非公式請負社員《ノン・オフィシャル・コントラクター》
ワシントンの中心部に位置するマクファーソン・スクエア。
そこに面したオフィスビルに、PMCブラスト社の事務所は構えていた。
ホワイトハウスまでは三ブロック。『ワシントン・ポスト紙』の本社へは四ブロック。
その他ワシントンの主要官庁、主なメディアのほとんどが歩いていける距離にある。
とはいえ、実際はその短い距離でさえわざわざ車で乗り付けるんだけど。
ぴかぴかに磨かれた床を、一歩一歩踏み締めるようにして歩く。
職業上の癖で、ついつい音を立てずに、「忍び足」で歩いてしまう自分に失笑を禁じえない。

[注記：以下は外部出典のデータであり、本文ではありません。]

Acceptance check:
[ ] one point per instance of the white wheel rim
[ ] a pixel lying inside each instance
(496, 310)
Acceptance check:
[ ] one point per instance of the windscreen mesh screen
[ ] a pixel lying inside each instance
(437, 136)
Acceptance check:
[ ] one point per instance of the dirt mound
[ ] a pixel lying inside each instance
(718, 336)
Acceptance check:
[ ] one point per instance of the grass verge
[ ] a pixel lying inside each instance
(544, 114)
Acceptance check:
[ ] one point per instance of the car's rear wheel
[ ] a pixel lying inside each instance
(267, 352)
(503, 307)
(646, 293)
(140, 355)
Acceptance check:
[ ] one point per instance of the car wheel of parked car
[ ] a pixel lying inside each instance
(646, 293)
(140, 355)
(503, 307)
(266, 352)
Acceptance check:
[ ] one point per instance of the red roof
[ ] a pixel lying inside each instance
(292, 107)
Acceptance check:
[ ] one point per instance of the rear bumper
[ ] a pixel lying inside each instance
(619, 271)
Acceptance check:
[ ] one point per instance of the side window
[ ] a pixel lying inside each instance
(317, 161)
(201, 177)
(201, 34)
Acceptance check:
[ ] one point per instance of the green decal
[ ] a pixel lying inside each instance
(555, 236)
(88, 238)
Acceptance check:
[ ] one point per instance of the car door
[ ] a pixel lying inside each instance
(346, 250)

出入りする人間に対していちいち芝居がかった、随分と厳しい眼差しで迎えるガードマン。
その脇を、ボクは黙って横切る。
金属を探知するだけじゃなく、下着まで見透かすゲートを潜って、社員証をかざす。
頭上の監視カメラが社員証に記載された顔写真と、このボクの顔が同一人物であるのか瞬時に確認する。
ゲートを潜った先にあるエレベータでは指紋認証。
降りてすぐの廊下では網膜認証。
そうして、ようやく現れたドア。
重厚な木製で、顔がくっきり映り込むくらいにニスで磨き上げられている。
ついつい、そこに映り込んだ自分の顔をまじまじと見つめてしまう。
周囲にベルはない。
ボクがきょろきょろ顔を左右に振ると、「御用の方は音声認証してください」という小さなメッセージプレートがドアノブに掲げられている。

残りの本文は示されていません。